Paul McGuire ptmcg at austin.rr.com
Mon Apr 19 02:11:47 EDT 2010


On Apr 17, 2:23 pm, John Nagle <na... at animats.com> wrote:
>    Is there a usable street address parser available?  There are some
> bad ones out there, but nothing good that I've found other than commercial
> products with large databases.  I don't need 100% accuracy, but I'd like
> to be able to extract street name and street number for at least 98% of
> US mailing addresses.
>
>    There's pyparsing, of course. There's a street address parser as an
> example at "http://pyparsing.wikispaces.com/file/view/streetAddressParser.py".

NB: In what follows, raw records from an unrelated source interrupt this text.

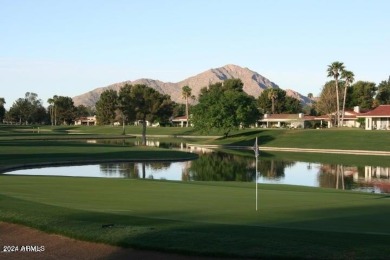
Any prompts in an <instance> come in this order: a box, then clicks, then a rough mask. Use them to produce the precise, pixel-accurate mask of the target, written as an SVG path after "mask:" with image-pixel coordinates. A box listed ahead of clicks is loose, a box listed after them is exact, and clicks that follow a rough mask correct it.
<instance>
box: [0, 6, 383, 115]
mask: <svg viewBox="0 0 390 260" xmlns="http://www.w3.org/2000/svg"><path fill="white" fill-rule="evenodd" d="M389 47H390V1H388V0H370V1H368V0H364V1H361V0H310V1H309V0H235V1H232V0H185V1H183V0H112V1H107V0H93V1H91V0H66V1H58V0H33V1H32V0H0V97H4V98H5V101H6V105H5V107H6V108H9V107H10V106H12V104H13V102H14V101H15V100H17V99H18V98H23V97H24V96H25V93H26V92H34V93H36V94H38V98H40V99H42V101H44V104H45V105H47V103H46V101H47V99H48V98H50V97H53V96H54V95H59V96H69V97H74V96H77V95H80V94H83V93H86V92H88V91H90V90H93V89H95V88H98V87H105V86H107V85H110V84H113V83H117V82H121V81H125V80H136V79H139V78H151V79H158V80H161V81H167V82H178V81H181V80H183V79H185V78H187V77H190V76H194V75H196V74H199V73H201V72H203V71H206V70H208V69H211V68H218V67H222V66H224V65H227V64H235V65H238V66H241V67H247V68H249V69H251V70H253V71H256V72H258V73H259V74H261V75H262V76H264V77H266V78H268V79H269V80H271V81H273V82H274V83H276V84H277V85H279V87H280V88H282V89H293V90H296V91H298V92H300V93H301V94H303V95H307V94H308V93H313V94H314V95H319V93H320V92H321V88H322V86H323V85H324V84H325V82H326V81H328V80H330V78H327V72H326V70H327V67H328V65H329V64H331V63H332V62H334V61H340V62H343V63H344V65H345V67H346V69H348V70H351V71H352V72H354V74H355V81H358V80H363V81H370V82H374V83H376V84H379V83H380V82H381V81H383V80H387V79H388V78H389V76H390V50H389Z"/></svg>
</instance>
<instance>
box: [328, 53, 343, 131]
mask: <svg viewBox="0 0 390 260" xmlns="http://www.w3.org/2000/svg"><path fill="white" fill-rule="evenodd" d="M344 68H345V67H344V64H343V63H342V62H338V61H335V62H333V63H332V64H331V65H328V70H327V72H328V77H333V78H334V81H335V87H336V90H335V91H336V122H337V126H340V98H339V77H340V76H341V75H340V74H341V73H342V71H343V70H344Z"/></svg>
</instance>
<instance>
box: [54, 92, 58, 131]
mask: <svg viewBox="0 0 390 260" xmlns="http://www.w3.org/2000/svg"><path fill="white" fill-rule="evenodd" d="M57 100H58V96H57V95H54V96H53V115H54V125H57V104H56V103H57Z"/></svg>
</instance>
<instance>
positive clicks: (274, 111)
mask: <svg viewBox="0 0 390 260" xmlns="http://www.w3.org/2000/svg"><path fill="white" fill-rule="evenodd" d="M272 100H274V102H272ZM257 102H258V105H259V108H260V109H261V110H262V112H263V113H269V112H270V111H271V112H272V111H273V112H274V113H277V114H280V113H299V112H301V111H302V104H301V102H300V101H299V100H298V99H295V98H293V97H289V96H287V94H286V91H284V90H283V89H266V90H264V91H263V92H262V93H261V95H260V96H259V98H258V100H257ZM272 107H273V108H272Z"/></svg>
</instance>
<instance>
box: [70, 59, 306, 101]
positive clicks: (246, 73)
mask: <svg viewBox="0 0 390 260" xmlns="http://www.w3.org/2000/svg"><path fill="white" fill-rule="evenodd" d="M231 78H239V79H241V81H242V82H243V83H244V91H245V92H246V93H248V94H249V95H252V96H254V97H255V98H257V97H258V96H259V95H260V94H261V92H262V91H263V90H264V89H267V88H279V87H278V85H276V84H275V83H274V82H272V81H270V80H269V79H267V78H265V77H263V76H262V75H260V74H259V73H257V72H255V71H252V70H250V69H248V68H242V67H240V66H238V65H234V64H228V65H225V66H223V67H220V68H213V69H209V70H207V71H204V72H202V73H200V74H198V75H195V76H192V77H189V78H187V79H184V80H182V81H180V82H177V83H171V82H162V81H159V80H154V79H146V78H142V79H138V80H135V81H130V80H128V81H124V82H119V83H114V84H112V85H109V86H106V87H102V88H97V89H94V90H92V91H89V92H87V93H84V94H82V95H79V96H76V97H74V98H73V101H74V104H75V105H76V106H78V105H85V106H95V104H96V102H97V101H98V100H99V98H100V94H101V93H102V92H103V91H104V90H106V89H113V90H116V91H119V89H120V88H121V87H123V86H124V85H125V84H133V85H134V84H145V85H147V86H149V87H151V88H154V89H155V90H157V91H159V92H160V93H163V94H167V95H170V96H171V99H172V100H173V101H175V102H177V103H184V99H183V98H182V94H181V91H182V87H183V86H186V85H187V86H189V87H190V88H191V89H192V94H193V95H194V96H195V97H197V96H198V95H199V92H200V90H201V89H202V88H203V87H207V86H208V85H210V84H214V83H217V82H222V81H224V80H226V79H231ZM294 93H297V92H294ZM288 95H289V94H288ZM294 95H295V94H294ZM297 95H300V94H299V93H297ZM300 97H303V96H302V95H300ZM298 99H299V100H301V101H303V102H304V100H303V99H301V98H298ZM195 102H196V101H195Z"/></svg>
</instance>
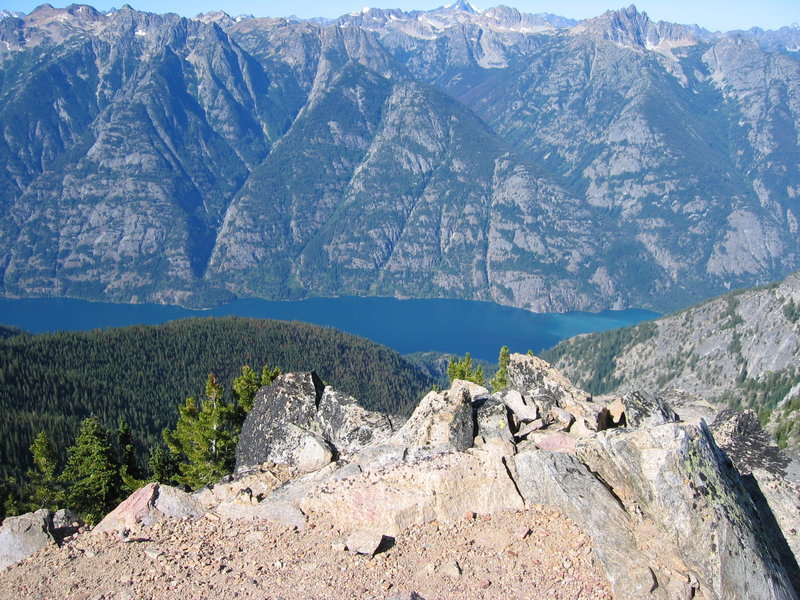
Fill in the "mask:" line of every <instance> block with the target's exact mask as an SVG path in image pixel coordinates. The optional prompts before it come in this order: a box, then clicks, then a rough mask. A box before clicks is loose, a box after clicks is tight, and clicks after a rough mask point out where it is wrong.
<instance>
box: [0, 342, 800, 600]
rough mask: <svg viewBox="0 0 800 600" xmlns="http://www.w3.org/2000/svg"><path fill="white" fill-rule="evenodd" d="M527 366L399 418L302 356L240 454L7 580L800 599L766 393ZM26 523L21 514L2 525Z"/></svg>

> It's not very good.  It gets all of the following wrong:
>
>         1500 Deer Creek Lane    (Parses "Creek" as a street type")
>         186 Avenue A            (NYC street)
>         2081 N Webb Rd          (Parses N Webb as a street name)
>         2081 N. Webb Rd         (Parses N as street name)
>         1515 West 22nd Street   (Parses "West" as name)
>         2029 Stierlin Court     (Street names starting with "St" misparse.)
>
> Some special cases that don't work, unsurprisingly.
>         P.O. Box 33170
>         The Landmark @ One Market, Suite 200
>         One Market, Suite 200
>         One Market
>

Please take a look at the updated form of this parser.  It turns out
there actually *were* some bugs in the old form, plus there was no
provision for PO Boxes, avenues that start with "Avenue" instead of
ending with them, or house numbers spelled out as words.  The only one
I consider a "special case" is the support for "Avenue X" instead of
"X Avenue" - adding support for the rest was added in a fairly general
way.  With these bug fixes, I hope this improves your hit rate. (There
are also some simple attempts at adding apt/suite numbers, and APO and
AFP in addition to PO boxes - if not exactly what you need, the means
to extend to support other options should be pretty straightforward.)